Non rassegniamoci davvero a ridurre il Vangelo di Cristo e per il quale Cristo ha dato la sua vita a utopia. Non è forse proprio la sua inesauribile energia profusa nell’incontro e nel dialogo che ha smascherato le ipocrisie, l’inganno e la falsità e la violenza come risoluzione dei conflitti?
Duemila anni di Vangelo e che sbandieriamo come valori dell’occidente, ci ridurrebbero a contraddire profondamente in radice ciò che ha dato vita alla cultura europea, ovverosia al riconoscimento della capacità della ragione e della superiorità del pensiero rispetto a quella dell’istinto e della violenza che negano l’altro in nome della sua presunta indegnità?

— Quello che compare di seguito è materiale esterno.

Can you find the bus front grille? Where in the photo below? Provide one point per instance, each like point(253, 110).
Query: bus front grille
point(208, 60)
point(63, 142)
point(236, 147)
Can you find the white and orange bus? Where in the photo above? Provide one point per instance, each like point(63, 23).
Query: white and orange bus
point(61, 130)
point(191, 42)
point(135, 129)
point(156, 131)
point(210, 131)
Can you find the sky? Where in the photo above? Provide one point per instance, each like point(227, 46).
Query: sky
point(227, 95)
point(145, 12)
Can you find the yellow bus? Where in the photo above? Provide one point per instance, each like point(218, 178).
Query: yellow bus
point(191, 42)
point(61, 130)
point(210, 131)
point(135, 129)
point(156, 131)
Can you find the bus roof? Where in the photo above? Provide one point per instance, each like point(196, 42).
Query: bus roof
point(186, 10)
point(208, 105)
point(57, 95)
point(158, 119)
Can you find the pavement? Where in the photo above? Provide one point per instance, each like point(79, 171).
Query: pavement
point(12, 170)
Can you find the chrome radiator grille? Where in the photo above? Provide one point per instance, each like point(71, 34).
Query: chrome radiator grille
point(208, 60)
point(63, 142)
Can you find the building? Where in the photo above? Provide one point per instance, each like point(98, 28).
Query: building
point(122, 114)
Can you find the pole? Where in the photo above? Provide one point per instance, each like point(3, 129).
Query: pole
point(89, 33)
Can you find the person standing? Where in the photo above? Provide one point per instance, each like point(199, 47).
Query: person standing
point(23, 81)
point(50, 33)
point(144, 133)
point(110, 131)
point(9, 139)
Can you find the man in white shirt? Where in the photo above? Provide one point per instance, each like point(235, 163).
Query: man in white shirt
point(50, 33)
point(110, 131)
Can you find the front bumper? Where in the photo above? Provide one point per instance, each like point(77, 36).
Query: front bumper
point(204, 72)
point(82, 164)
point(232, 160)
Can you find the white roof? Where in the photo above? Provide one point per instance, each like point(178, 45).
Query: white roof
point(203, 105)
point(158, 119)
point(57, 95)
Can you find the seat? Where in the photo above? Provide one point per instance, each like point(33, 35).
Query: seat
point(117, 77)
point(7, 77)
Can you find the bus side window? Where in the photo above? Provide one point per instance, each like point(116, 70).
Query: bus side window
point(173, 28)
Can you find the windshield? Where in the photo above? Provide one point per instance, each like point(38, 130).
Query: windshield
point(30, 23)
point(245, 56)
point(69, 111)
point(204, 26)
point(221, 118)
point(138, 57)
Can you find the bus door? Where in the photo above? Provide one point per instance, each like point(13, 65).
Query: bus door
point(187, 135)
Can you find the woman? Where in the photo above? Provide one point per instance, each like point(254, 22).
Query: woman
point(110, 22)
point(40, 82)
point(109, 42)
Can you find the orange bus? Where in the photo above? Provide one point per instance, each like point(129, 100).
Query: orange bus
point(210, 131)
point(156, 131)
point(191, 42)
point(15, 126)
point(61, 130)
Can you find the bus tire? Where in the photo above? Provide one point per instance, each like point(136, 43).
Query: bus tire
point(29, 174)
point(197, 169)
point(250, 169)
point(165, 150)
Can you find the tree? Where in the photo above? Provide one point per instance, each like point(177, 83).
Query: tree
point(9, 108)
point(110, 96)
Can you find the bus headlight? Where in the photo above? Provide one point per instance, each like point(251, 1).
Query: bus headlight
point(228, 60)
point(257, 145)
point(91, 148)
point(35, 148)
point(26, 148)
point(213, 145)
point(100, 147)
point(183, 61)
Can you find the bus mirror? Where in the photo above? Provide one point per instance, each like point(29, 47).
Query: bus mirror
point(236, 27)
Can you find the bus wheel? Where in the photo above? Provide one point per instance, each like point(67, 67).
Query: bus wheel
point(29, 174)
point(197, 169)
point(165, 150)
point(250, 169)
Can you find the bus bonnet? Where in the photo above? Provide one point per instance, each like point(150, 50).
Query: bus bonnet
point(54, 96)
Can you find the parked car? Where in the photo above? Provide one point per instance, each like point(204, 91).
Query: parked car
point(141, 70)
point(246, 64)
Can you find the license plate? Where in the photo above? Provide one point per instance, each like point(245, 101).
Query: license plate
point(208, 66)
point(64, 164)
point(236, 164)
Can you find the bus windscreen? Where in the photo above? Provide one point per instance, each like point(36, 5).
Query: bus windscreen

Non so come ne usciremo, ma essere per la vita, significa credere inflessibilmente nel principio del dialogo, dialogo che va offerto anche quando altri vorrebbero contraddirlo, perché lì è la vera forza.
Salvo che qualcuno pensi che solo la “conversione dell’altro con la forza” ai nostri principi sia una via percorribile. Ma allora assisteremmo non all’autunno, ma a un profondo inverno del genere umano.
«L’unica scelta che oggi abbiamo, se vogliamo continuare a vivere su questo pianeta, è quella di “sconfiggere la guerra” per sempre… Altrimenti è la fine per l’Homo Sapiens che purtroppo è diventato l’Homo Demens» (Alex Zanotelli).
Gesù ci rimanda ad un’assunzione di responsabilità di fronte alla vita, scegliendo da che parte stare. L’equidistanza non è neutralità, è vigliaccheria, è volgere la faccia dall’altra parte, è il rifiuto di assumersi la propria capacità di decidersi per la vita. Ricordiamo che se è vero che una dittatura e un tiranno danno vita a un popolo di schiavi, è anche vero che è un popolo di schiavi a dar vita e spazio alla dittatura e al tiranno.
Che il Signore ascolti la nostra voce e la nostra umiliazione, la nostra miseria e la nostra oppressione, come ha ascoltato la voce del suo popolo nel deserto e ci faccia uscire dalla schiavitù della violenza.
«Per superare l’idolo dell’odio e della violenza, diceva Martini in un’intervista, è molto importante imparare a guardare al dolore dell’altro. La memoria delle sofferenze accumulate in tanti anni alimenta l’odio quando essa è memoria soltanto di sé stessi, quando è riferita esclusivamente al sé, al proprio gruppo, alla propria giusta causa.
Se ciascun popolo guarderà solo al proprio dolore, allora prevarrà sempre la ragione del risentimento, della rappresaglia, della vendetta. Ma se la memoria del dolore sarà anche memoria della sofferenza dell’altro, dell’estraneo e persino del nemico, allora essa può rappresentare l’inizio di un processo di comprensione. Dare voce al dolore altrui è premessa di ogni futura politica di pace.[1]»
(Dt 26,5-11; Gv 11,1-53)
[1] Card. Martini, “Ogni popolo guardi il dolore dell’altro e la pace sarà vicina” Corriere della sera 27.08.2003.